It has been a long journey for Humboldt’s Leah Lucyshyn as she competed in the Skills Canada International Competition, placing 10th overall against 22 other countries. While at the competition, she received a medallion of excellence.
"The medallion of excellence represents all my education experience. The hard work and training I’ve done over the past four years. It was very exciting to represent my country at an international level and be recognized for all the work I have done,” says Lucyshyn
She explained that the Skills Competitions are an Olympic-style competition for high school and postsecondary students in the skills trades and technology sectors. Competitions are held regionally, provincially, nationally, and internationally.
Lucyshyn has competed in multiple Skills competitions throughout her life, even taking home gold in Nationals in the spring of 2022.
“This was different than any other competitions I have done. A lot of competitions I have done previously, because of COVID, were virtual; they weren’t in person. This was a whole nother level.”
She says the purpose of the Skills Competitions is to change the lives of young people through skills and promote the skills trades and technology careers to youths. Most competitions are designed for those 22 years of age and younger.
“The competition I did specifically was for Graphic Design, but keep in mind there are plenty of other trades and technology competitions other than graphic design, so congratulations to all the other Canadians that also competed.”
She says going international brought a lot of unexpected turns for her, but travelling was still a great experience.
“I travelled to Switzerland, so the travel in itself; I lost luggage, the flights were delayed, all those different unexpected things that can throw you off your game. So overall, travelling internationally was a very big change from what I was used to.”
She says her competition was spread across four days, where each day a new project was presented to complete in six hours.
“One day was a corporate day, one day was branding, another day was editorial, and another was packaging. Each day they give you a fictitious or real client and they tell you what the client is wanting, what products they are needing specifically, and give you six hours to complete them to the best of your ability.”
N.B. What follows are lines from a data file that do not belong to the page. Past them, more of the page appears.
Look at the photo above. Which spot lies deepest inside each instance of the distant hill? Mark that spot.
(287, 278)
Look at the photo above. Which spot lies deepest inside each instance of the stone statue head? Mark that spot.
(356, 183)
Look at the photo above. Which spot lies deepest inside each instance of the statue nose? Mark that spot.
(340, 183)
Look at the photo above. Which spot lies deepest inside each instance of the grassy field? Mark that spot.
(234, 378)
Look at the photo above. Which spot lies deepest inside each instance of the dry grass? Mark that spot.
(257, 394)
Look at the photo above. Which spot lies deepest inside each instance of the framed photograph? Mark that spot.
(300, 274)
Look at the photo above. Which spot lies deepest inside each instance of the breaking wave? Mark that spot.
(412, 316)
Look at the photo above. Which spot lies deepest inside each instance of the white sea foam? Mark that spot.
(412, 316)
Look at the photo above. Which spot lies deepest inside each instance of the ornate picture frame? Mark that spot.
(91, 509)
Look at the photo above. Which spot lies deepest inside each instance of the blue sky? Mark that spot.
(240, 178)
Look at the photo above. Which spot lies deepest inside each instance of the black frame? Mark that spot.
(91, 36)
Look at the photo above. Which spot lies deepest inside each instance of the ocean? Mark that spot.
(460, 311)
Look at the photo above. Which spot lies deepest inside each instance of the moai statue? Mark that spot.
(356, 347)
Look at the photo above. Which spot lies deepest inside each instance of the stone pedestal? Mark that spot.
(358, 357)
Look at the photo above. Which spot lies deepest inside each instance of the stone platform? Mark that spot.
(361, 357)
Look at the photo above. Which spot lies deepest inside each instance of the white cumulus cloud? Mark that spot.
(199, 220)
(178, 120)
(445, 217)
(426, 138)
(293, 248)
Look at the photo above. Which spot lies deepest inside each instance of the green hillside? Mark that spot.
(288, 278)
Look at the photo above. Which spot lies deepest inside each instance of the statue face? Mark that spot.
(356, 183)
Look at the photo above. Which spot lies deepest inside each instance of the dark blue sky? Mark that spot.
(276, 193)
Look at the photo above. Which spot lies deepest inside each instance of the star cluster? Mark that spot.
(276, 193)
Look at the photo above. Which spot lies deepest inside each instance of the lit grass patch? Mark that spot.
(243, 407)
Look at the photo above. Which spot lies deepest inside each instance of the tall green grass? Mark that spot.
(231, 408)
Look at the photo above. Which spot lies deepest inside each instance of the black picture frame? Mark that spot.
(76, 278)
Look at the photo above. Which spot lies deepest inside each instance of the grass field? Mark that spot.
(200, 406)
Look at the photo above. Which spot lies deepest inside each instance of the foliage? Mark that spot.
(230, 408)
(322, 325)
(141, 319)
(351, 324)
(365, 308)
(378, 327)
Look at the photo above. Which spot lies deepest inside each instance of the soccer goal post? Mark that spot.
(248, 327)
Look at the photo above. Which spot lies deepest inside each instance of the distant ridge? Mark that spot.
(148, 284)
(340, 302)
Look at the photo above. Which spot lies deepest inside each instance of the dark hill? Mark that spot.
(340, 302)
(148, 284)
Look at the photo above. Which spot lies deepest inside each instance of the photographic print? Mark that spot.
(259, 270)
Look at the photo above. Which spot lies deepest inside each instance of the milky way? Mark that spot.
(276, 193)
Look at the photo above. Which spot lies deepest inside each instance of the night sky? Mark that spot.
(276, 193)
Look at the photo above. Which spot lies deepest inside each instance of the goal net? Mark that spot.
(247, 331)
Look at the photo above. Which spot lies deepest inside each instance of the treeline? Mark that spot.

She says these projects were some of the hardest she has had to do in her lifetime.
“I have practiced every single world-level competition project since 2011, and these were the most challenging."
She says the pressure of representing her country at the competition did not help when it came to the tough projects.
“It was a lot on my shoulders representing Canada; you want to do the best you can, but there are a lot of unexpected things that can happen. You’re not able to do your best when all those little things are happening.”
With an international competition underneath her belt, she says looking back at the last four years has been a journey.
“It’s really great for me to look back and see how I have progressed in the last four years, and all the little things you do to improve yourself that don’t seem like that big a deal, but in the long run make a really big difference.”